10K cubic meters of water collected from Saint Catherine floods


Sun, 02 Sep 2018 - 04:20 GMT

Floods hit Saint Catherine - press photo

Floods hit Saint Catherine - press photo

CAIRO - 2 September 2018: The floods, which hit Egypt’s Saint Catherine over the past two days, resulted in the accumulation of around 10,000 cubic meters of floodwater, said the Ministry of Water Resources and Irrigation.

The floods hit areas of al-Nabi Saleh and al-Ismabiya of South Sinai’s Saint Catherine, filling man-made lakes in the mountainous places with around 10,000 cubic meters of rainwater, said the Ministry of Water Resources and Irrigation in a statement on Sunday.

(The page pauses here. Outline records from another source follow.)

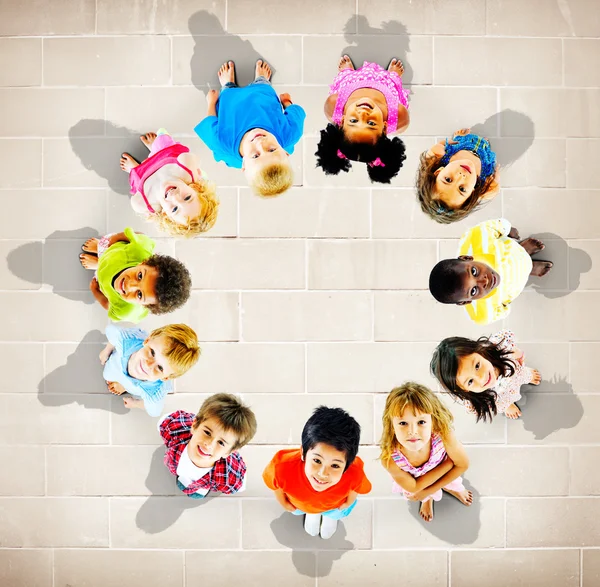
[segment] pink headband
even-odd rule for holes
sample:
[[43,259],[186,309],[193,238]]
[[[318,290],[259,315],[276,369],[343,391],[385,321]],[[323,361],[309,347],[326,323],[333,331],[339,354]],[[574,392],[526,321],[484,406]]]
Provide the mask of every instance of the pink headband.
[[[346,155],[344,155],[344,153],[342,153],[339,149],[337,152],[337,156],[340,159],[348,159],[348,157],[346,157]],[[379,157],[377,157],[377,159],[375,159],[374,161],[371,161],[371,163],[367,163],[367,165],[369,167],[385,167],[385,163]]]

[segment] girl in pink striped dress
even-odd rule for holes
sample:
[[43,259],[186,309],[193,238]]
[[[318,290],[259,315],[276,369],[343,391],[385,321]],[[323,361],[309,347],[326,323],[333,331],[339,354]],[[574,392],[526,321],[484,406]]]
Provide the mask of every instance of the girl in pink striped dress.
[[421,501],[426,522],[433,520],[433,502],[442,499],[442,489],[466,506],[473,503],[461,478],[469,459],[452,422],[450,410],[418,383],[392,389],[385,402],[379,458],[394,480],[392,491]]
[[539,385],[542,380],[539,371],[525,365],[525,353],[516,347],[510,330],[478,340],[445,338],[433,353],[431,372],[477,421],[484,422],[496,414],[519,418],[516,402],[521,385]]
[[317,166],[337,175],[350,170],[350,160],[362,161],[371,181],[390,183],[406,159],[404,143],[393,137],[409,124],[404,66],[392,59],[387,69],[368,61],[355,69],[344,55],[338,70],[325,101],[330,124],[321,131]]

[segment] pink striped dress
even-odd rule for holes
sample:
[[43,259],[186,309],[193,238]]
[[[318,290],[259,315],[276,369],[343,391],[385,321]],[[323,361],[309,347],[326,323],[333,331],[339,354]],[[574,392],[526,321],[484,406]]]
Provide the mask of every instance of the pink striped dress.
[[[403,471],[410,473],[413,477],[421,477],[428,473],[432,469],[435,469],[446,457],[446,449],[444,448],[444,443],[442,442],[441,436],[439,434],[431,435],[431,451],[429,453],[429,459],[427,462],[423,463],[420,467],[414,467],[408,462],[408,459],[399,451],[395,450],[392,453],[392,458],[396,465],[398,465]],[[450,489],[451,491],[464,491],[465,486],[462,483],[462,478],[458,477],[454,481],[448,483],[448,485],[444,486],[444,489]],[[407,499],[409,495],[411,495],[408,491],[405,491],[398,485],[395,481],[392,485],[392,493],[401,493],[404,496],[404,499]],[[433,499],[433,501],[440,501],[442,499],[442,490],[438,489],[434,494],[426,497],[423,501],[427,501],[429,499]]]

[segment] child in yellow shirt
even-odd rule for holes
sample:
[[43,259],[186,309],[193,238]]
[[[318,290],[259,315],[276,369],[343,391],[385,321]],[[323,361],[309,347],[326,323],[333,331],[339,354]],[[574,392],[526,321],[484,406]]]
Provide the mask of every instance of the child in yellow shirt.
[[432,269],[429,291],[442,304],[465,306],[478,324],[505,318],[529,276],[543,277],[552,268],[551,261],[531,258],[544,249],[543,242],[517,242],[519,238],[504,218],[471,228],[460,240],[458,258],[444,259]]

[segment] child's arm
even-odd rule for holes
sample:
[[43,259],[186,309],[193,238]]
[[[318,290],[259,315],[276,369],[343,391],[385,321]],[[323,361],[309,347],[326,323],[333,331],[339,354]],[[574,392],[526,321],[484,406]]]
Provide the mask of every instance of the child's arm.
[[275,494],[275,499],[279,502],[279,505],[288,512],[295,512],[296,507],[292,505],[290,500],[287,498],[287,495],[284,493],[283,489],[275,489],[273,491]]
[[208,109],[206,111],[206,116],[216,116],[217,115],[217,102],[219,101],[219,90],[210,90],[206,95],[206,103]]
[[279,101],[284,110],[293,104],[292,97],[289,94],[279,94]]
[[[460,477],[469,468],[469,457],[467,456],[463,445],[456,439],[456,436],[454,436],[454,432],[451,432],[448,438],[444,440],[444,447],[447,455],[450,457],[451,462],[453,463],[453,467],[435,483],[415,493],[415,495],[412,496],[413,500],[422,501],[426,497],[433,495],[438,489],[441,489],[442,487],[448,485],[448,483],[458,479],[458,477]],[[436,469],[437,468],[438,467],[436,467]]]
[[125,404],[126,408],[138,408],[142,410],[144,409],[144,400],[138,399],[136,397],[124,397],[123,403]]
[[448,473],[453,466],[454,463],[452,460],[446,458],[435,469],[432,469],[428,473],[425,473],[425,475],[415,479],[410,473],[407,473],[398,467],[392,459],[390,459],[387,465],[384,464],[385,469],[392,476],[392,479],[400,485],[404,491],[408,491],[409,493],[416,493],[426,489],[440,477]]
[[108,298],[100,291],[100,284],[98,280],[94,277],[92,281],[90,281],[90,291],[94,296],[94,299],[105,309],[108,311],[110,304],[108,303]]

It is the first flood wave Egypt witnesses this year, according to the statement of Egyptian Meteorological Authority (EMA) on Friday.

Last month, the Ministry of Water Resources and Irrigation, in cooperation with the South Sinai governor, inaugurated a project of building a cement barrier to push floodwater into a man-made lake in al-Ismabiya to save city houses from flood risks.

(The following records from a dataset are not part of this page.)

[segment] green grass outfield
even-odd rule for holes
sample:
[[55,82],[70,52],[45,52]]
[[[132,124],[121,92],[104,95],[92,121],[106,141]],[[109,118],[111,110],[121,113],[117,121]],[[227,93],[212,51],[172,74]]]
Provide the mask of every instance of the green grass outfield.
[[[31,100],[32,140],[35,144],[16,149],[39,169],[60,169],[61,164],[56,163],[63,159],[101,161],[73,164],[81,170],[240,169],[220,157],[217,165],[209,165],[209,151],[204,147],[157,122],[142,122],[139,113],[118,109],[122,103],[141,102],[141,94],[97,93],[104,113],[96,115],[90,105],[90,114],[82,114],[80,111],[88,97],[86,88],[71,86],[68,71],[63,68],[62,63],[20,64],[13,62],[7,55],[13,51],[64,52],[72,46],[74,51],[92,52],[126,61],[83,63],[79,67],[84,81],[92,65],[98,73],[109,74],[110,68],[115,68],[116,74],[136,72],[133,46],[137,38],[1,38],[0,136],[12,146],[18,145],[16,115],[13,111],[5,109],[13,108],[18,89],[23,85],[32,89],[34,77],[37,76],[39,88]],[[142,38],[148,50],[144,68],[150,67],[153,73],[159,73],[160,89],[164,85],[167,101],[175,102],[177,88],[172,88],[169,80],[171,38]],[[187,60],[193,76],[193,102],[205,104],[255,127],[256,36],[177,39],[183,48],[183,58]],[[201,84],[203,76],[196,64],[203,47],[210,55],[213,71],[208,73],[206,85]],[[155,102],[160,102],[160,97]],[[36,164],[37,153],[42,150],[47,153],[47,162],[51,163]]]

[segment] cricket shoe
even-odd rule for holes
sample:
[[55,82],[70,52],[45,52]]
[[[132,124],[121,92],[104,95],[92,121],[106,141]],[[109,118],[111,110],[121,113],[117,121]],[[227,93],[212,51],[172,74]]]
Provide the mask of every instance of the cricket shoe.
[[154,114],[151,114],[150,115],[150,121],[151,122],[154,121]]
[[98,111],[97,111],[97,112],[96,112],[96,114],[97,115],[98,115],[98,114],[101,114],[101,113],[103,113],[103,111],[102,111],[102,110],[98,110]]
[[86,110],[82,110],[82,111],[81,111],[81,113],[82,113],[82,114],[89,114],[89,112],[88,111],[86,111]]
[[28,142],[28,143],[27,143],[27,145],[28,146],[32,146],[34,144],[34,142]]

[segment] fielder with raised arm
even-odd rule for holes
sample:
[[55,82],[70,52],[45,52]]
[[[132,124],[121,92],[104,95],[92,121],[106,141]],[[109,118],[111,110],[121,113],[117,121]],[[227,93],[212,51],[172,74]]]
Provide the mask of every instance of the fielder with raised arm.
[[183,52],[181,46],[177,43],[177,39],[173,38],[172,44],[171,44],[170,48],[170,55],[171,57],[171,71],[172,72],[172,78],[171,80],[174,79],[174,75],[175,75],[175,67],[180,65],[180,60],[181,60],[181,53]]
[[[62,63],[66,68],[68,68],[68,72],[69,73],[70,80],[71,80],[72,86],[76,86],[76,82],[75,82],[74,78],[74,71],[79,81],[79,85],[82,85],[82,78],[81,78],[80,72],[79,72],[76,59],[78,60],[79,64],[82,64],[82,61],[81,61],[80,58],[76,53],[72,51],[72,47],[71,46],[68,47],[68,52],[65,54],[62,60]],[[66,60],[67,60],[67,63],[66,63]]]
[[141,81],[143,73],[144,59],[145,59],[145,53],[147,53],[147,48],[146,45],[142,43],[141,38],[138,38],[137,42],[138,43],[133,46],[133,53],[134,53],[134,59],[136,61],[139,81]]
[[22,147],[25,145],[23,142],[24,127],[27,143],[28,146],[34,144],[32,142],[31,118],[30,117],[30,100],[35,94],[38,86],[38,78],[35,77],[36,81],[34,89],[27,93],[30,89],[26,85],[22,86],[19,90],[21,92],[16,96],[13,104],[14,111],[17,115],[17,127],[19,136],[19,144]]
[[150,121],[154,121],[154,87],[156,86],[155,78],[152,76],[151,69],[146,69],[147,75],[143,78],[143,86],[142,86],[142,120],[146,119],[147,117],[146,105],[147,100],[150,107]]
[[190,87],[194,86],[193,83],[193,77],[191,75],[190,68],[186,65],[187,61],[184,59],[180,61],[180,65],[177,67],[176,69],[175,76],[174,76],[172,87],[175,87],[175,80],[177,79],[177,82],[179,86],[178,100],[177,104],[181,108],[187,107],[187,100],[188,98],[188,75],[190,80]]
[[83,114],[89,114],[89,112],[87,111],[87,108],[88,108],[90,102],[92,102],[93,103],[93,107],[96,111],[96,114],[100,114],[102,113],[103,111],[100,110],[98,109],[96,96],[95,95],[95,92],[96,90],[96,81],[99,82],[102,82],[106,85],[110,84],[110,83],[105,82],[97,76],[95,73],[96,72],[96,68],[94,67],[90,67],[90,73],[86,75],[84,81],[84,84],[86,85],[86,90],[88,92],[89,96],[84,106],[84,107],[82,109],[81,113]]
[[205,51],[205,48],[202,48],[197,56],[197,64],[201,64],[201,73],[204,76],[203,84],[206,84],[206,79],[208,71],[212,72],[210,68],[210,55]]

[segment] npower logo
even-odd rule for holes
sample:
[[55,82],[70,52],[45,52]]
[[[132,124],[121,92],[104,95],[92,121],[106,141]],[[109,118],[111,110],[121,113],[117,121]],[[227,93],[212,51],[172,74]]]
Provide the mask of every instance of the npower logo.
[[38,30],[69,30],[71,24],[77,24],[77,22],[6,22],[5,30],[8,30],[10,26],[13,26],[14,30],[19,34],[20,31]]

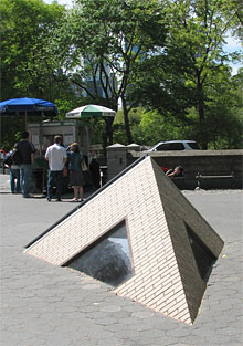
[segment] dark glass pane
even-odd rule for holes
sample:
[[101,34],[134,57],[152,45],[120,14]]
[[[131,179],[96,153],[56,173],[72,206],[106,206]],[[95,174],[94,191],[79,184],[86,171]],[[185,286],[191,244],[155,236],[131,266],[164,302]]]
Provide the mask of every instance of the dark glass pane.
[[212,265],[215,262],[216,258],[188,226],[187,231],[199,273],[202,280],[208,281],[212,270]]
[[169,150],[183,150],[184,146],[182,143],[171,143]]
[[131,277],[130,249],[125,222],[97,240],[68,266],[113,286],[118,286]]
[[192,148],[192,149],[200,149],[197,143],[188,143],[188,145]]

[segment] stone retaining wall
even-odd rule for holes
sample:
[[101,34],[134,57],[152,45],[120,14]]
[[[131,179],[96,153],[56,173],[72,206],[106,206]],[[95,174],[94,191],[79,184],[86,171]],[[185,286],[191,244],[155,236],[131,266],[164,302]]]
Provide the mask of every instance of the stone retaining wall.
[[[243,150],[186,150],[186,151],[140,151],[139,146],[115,144],[107,148],[108,180],[128,167],[142,155],[149,155],[160,166],[184,168],[183,178],[175,178],[180,189],[194,189],[202,176],[219,176],[200,180],[204,189],[242,188]],[[233,178],[224,178],[231,176]]]

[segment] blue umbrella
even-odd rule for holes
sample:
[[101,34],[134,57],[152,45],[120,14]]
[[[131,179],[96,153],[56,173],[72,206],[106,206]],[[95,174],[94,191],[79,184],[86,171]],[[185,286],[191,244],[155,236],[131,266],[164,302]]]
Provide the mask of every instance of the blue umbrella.
[[11,98],[0,102],[0,115],[41,115],[55,116],[59,114],[54,103],[39,98]]

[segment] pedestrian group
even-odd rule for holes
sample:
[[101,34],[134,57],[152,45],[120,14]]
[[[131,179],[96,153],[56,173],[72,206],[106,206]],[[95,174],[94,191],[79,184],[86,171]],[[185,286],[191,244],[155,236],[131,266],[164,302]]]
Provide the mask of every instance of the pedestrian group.
[[[7,154],[4,161],[10,170],[11,192],[22,193],[23,198],[31,198],[30,178],[36,150],[34,145],[29,140],[28,132],[24,132],[21,138],[22,140],[17,143],[13,149]],[[17,154],[21,157],[21,162],[17,161]],[[44,157],[49,161],[46,200],[51,201],[53,199],[53,187],[55,186],[55,200],[59,202],[62,201],[63,176],[64,171],[68,170],[70,185],[74,191],[72,201],[83,201],[84,174],[87,171],[87,164],[85,157],[80,151],[78,144],[73,143],[65,149],[62,144],[62,136],[57,135],[54,137],[54,144],[47,147]],[[99,175],[99,166],[97,165],[95,167]],[[97,176],[96,171],[95,176]],[[95,184],[95,186],[99,187],[99,184]]]

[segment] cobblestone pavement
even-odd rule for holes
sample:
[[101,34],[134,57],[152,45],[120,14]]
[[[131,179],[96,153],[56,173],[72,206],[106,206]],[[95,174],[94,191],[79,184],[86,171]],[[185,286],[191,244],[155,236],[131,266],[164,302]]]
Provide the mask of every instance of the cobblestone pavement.
[[183,191],[225,241],[193,326],[165,317],[80,272],[23,253],[74,208],[11,195],[0,175],[1,346],[242,346],[242,206],[235,191]]

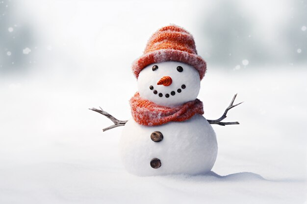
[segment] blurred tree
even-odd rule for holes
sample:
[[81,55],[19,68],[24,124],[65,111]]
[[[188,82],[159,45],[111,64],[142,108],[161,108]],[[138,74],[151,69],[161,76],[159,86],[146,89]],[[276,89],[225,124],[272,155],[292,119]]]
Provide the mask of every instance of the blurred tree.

Over the past two years, the government built a number of lakes and barriers to protect South Sinai, especially Taba, from flood risks. In 2014, several hotels in Taba drowned by floods.

The following video footage shows floods that hit Taba heights hotel in 2014.

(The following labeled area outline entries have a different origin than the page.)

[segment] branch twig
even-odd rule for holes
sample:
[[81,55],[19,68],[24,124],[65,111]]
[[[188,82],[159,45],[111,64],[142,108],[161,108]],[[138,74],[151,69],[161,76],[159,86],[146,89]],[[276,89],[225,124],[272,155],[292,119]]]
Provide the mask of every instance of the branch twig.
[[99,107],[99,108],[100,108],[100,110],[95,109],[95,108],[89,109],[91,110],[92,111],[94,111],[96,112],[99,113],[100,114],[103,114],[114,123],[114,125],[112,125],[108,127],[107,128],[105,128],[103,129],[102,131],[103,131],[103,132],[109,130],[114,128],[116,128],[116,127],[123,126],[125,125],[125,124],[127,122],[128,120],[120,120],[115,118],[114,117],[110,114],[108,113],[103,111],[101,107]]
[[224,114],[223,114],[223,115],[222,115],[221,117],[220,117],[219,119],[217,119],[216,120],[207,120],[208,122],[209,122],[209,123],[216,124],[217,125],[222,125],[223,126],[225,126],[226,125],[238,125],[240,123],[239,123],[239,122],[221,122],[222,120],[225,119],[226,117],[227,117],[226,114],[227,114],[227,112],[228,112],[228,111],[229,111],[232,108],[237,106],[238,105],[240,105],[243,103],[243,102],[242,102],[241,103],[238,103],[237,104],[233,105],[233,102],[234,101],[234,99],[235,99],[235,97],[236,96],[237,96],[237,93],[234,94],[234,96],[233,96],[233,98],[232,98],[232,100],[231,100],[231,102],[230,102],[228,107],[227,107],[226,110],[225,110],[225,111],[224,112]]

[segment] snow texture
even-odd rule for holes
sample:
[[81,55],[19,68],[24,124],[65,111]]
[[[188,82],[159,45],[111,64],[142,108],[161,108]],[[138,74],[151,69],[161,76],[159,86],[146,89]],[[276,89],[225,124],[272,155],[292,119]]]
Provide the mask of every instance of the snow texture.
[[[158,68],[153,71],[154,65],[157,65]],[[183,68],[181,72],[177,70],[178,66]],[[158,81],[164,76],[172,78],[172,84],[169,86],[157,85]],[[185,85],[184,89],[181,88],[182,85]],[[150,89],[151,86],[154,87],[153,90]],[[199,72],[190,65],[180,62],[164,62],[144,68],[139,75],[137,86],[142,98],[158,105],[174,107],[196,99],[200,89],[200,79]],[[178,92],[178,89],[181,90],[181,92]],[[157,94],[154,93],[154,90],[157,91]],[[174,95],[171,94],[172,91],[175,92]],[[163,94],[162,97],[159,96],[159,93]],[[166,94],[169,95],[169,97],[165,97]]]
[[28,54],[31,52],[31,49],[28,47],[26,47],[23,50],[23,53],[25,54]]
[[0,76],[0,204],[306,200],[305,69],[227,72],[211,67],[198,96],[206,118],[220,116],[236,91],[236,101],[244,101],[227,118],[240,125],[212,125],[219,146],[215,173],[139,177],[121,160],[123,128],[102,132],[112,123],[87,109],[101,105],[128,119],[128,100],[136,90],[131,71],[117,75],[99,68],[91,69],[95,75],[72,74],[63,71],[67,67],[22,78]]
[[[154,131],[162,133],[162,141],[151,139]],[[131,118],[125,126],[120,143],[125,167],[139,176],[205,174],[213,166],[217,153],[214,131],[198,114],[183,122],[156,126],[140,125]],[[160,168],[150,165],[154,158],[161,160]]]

South Sinai has a total of 150 barriers to protect the governorate from the seasonal floods, said former spokesperson of the Ministry Hossam el-Imam in a talk show in al-Hayat channel in April 2018.

Egypt suffers from a water deficit of 21 billion cubic meters annually and imports a total of 34 billion cubic meters of water annually in food products to achieve food security. Egypt’s consumption reached 110 billion cubic meters, while it currently has 60 million cubic meters annually, said Minister of Water Resources and Irrigation Mohamed Abdel Aati in previous statements.

Egypt’s water situation is very critical and rare as most of its land is desert, Adel Aati said during Tajikistan-held high-level International Conference on International Decade for Action “Water For Sustainable Development,” 2018-2020 in June.

It is expected that the water share per capita would drop to 500 cubic meters annually by 2025 amid the rapid deterioration of water and underground water quality, he said. Egypt’s water share per capita declined by 60 percent since 1970, reaching 663 cubic meters, in accordance with the 2014 report issued by the state-owned Central Agency for Public Mobilization and Statistics (CAPMAS).